Professor da UFBA revela perspectivas sobre poder dos discursos na sociedade
É inegável a importância dos discursos
Ao longo da história, o poder deixou de se materializar apenas na força bruta e passou a se exercer por meio dos discursos. Pierre Bourdieu chamou de simbólico o poder de atuar mediante enunciados. Não por acaso, instituições e governantes, Estados totalitários e Estados democráticos, descendentes da casa-grande e líderes de movimentos sociais, todos eles buscam veicular determinados discursos e resistir a outros. Afinal, por meio do poder simbólico, do controle da disseminação (e da censura) do que se diz, constitui-se a realidade social, combatendo-se ou reforçando-se desigualdades e preconceitos.
É inegável a importância dos discursos, razão pela qual eles devem ser objeto de estudo não apenas na universidade, mas também na sala de aula da educação básica. Afinal, reflexões e discussões acerca dos discursos que circulam em nossa sociedade podem contribuir para a formação cidadã — e, por isso, crítica — de nossas alunas e alunos.
Diante da importância social e política dos discursos, as humanidades não poderiam deixar de investigá-los. Por isso, surgiram diferentes vertentes de análise do discurso, atraindo a atenção de diversas áreas de conhecimento: letras, sociologia, ciências políticas, filosofia e direito.
E uma dessas vertentes é a análise crítica do discurso, ou simplesmente, ACD. Inaugurada no final da década de 1980 por Norman Fairclough, seu principal proponente, e consolidada por ele e por Teun Van Dijk, Ruth Wodak, Michael Meyer, Gunther Kress e Theo Van Leeuwen, entre outros teóricos, a ACD é movida pela luta contra as desigualdades e os preconceitos.
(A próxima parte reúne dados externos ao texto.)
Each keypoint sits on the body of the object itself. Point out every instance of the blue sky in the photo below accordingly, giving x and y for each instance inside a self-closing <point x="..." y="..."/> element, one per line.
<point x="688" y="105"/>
Com essa agenda emancipadora, mais do que necessária em tempos de tanta violência simbólica e de desigualdades variadas, a ACD se apresenta como uma área de conhecimento fundamental, não apenas para estudar os discursos circulantes em nossa sociedade, mas também para a prática pedagógica de quem se preocupa com a formação crítica de nossos estudantes.
Assim, em 2009, Luciano Amaral Oliveira passou a trilhar os caminhos da ACD, interessado em sacudir a ideia da (suposta) neutralidade na produção de conhecimento. Entretanto, começou a sentir certo incômodo em relação à ACD, o que foi bom, pois só podemos pensar criticamente e aprender quando chegamos a um lugar incômodo.
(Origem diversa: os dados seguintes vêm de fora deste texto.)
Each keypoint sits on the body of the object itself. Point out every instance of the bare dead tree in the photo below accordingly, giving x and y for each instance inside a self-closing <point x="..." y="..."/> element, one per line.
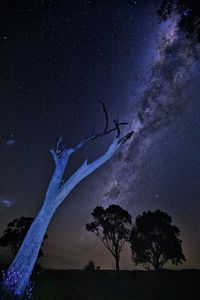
<point x="17" y="277"/>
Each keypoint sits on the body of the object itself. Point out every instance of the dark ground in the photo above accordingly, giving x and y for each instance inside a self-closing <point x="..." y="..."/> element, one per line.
<point x="106" y="285"/>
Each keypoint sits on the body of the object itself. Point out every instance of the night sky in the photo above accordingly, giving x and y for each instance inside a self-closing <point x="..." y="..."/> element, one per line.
<point x="57" y="59"/>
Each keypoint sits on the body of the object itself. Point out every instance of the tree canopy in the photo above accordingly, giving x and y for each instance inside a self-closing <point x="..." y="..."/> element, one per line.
<point x="188" y="12"/>
<point x="15" y="232"/>
<point x="112" y="226"/>
<point x="155" y="240"/>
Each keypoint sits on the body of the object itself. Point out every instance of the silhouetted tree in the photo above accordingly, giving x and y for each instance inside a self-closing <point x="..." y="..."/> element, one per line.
<point x="112" y="227"/>
<point x="58" y="189"/>
<point x="189" y="15"/>
<point x="15" y="232"/>
<point x="155" y="241"/>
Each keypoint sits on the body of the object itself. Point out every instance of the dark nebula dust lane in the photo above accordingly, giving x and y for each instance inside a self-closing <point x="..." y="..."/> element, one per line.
<point x="57" y="59"/>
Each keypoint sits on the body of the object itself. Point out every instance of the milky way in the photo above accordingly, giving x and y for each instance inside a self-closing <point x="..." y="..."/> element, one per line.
<point x="158" y="103"/>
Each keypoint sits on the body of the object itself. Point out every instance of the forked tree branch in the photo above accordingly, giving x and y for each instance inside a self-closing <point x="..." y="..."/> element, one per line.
<point x="62" y="152"/>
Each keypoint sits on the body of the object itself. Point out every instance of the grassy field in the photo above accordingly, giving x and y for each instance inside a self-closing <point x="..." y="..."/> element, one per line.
<point x="106" y="285"/>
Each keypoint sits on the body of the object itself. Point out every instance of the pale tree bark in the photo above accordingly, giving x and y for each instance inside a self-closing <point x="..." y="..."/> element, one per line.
<point x="17" y="277"/>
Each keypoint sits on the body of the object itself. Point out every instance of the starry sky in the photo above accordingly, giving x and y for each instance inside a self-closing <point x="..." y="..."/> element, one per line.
<point x="58" y="58"/>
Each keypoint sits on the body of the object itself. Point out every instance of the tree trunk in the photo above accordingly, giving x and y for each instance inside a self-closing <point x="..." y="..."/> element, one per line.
<point x="117" y="263"/>
<point x="17" y="277"/>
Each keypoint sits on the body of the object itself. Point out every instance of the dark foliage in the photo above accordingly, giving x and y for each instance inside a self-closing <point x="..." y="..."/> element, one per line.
<point x="155" y="241"/>
<point x="90" y="267"/>
<point x="112" y="227"/>
<point x="15" y="232"/>
<point x="189" y="12"/>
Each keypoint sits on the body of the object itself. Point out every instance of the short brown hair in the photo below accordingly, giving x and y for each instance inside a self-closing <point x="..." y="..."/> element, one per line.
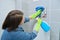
<point x="12" y="20"/>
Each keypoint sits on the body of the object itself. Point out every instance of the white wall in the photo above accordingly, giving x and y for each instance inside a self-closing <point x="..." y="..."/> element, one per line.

Nesse trajeto, o que o incomodava muito era o conceito de discurso. Logo ele, tão basilar para a ACD. Ele se perguntava o que é discurso, pois as definições propostas por Fairclough e Van Dijk não o convenciam pela falta de clareza.
Movido por esses incômodos, o autor se debruçou sobre a ACD e passou a lhe lançar um olhar crítico, analisando diversos textos de seus proponentes e de seus críticos. Resultado disso é essa Crítica à análise crítica do discurso, cuja leitura recomendamos não apenas a quem se interessa por essa área de conhecimento, mas também a quem se interessa por análise de discurso em geral.
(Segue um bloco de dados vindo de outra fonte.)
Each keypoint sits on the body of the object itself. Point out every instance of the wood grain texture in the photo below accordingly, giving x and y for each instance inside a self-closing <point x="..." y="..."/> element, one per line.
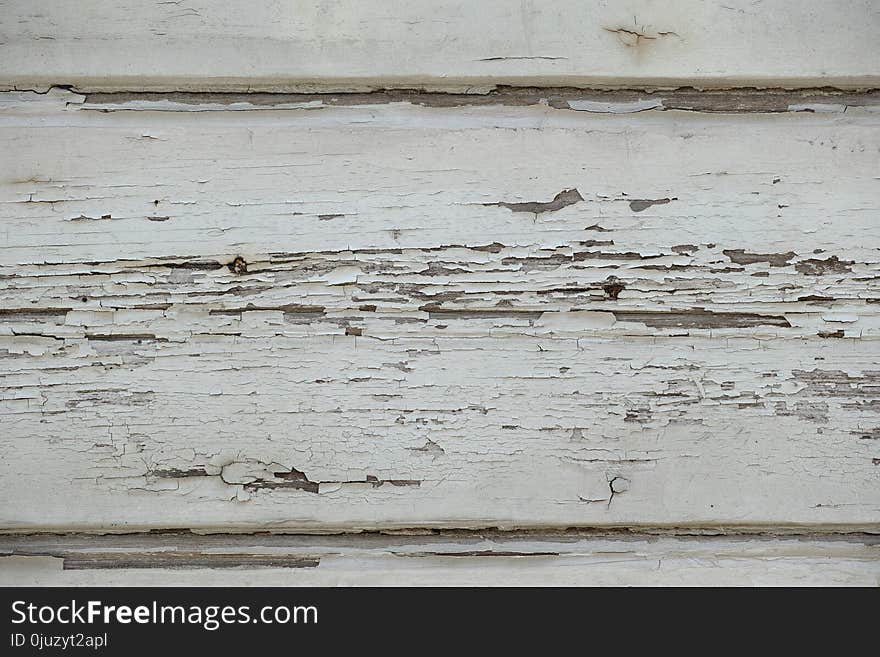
<point x="345" y="44"/>
<point x="372" y="315"/>
<point x="456" y="559"/>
Aqui se discutem questões importantes para quem transita na área das humanidades, a começar da necessidade de definir operacionalmente, de maneira clara e precisa, os conceitos teóricos mobilizados para a realização de pesquisas. Conceitos não claramente definidos perdem muito da sua validade teórica. E o conceito de discurso corre esse risco por conta das frágeis definições propostas pelos principais proponentes da ACD. Por isso, após problematizar esse ponto, o autor sugere a adoção da definição de discurso proposta por Michel Foucault, muito útil para os estudos do discurso em qualquer área de conhecimento.
Outra razão para ler esse livro é a oportunidade de participar da discussão de questões metodológicas postas pela forma de fazer análise crítica do discurso: crítica. Aqui se discute o que o termo crítica implica para a ACD, pelo exame das dificuldades que sua agenda emancipadora apresenta aos pesquisadores, mais especificamente as dificuldades para o atingimento de objetivos louváveis como a diminuição ou a extinção das desigualdades.
Além disso, os leitores encontrarão aqui uma discussão inadiável sobre o papel que o contexto, a etnografia e a interdisciplinaridade podem desempenhar na análise de discursos, mais especificamente na ACD. Esses três conceitos atravessam todos os campos de conhecimento da área de humanidades.
Por essas razões, Crítica à análise crítica do discurso é leitura urgente não apenas para quem analisa discursos, mas também para quem labuta com o ensino da leitura. A obra já está disponível nas principais livrarias e plataformas online.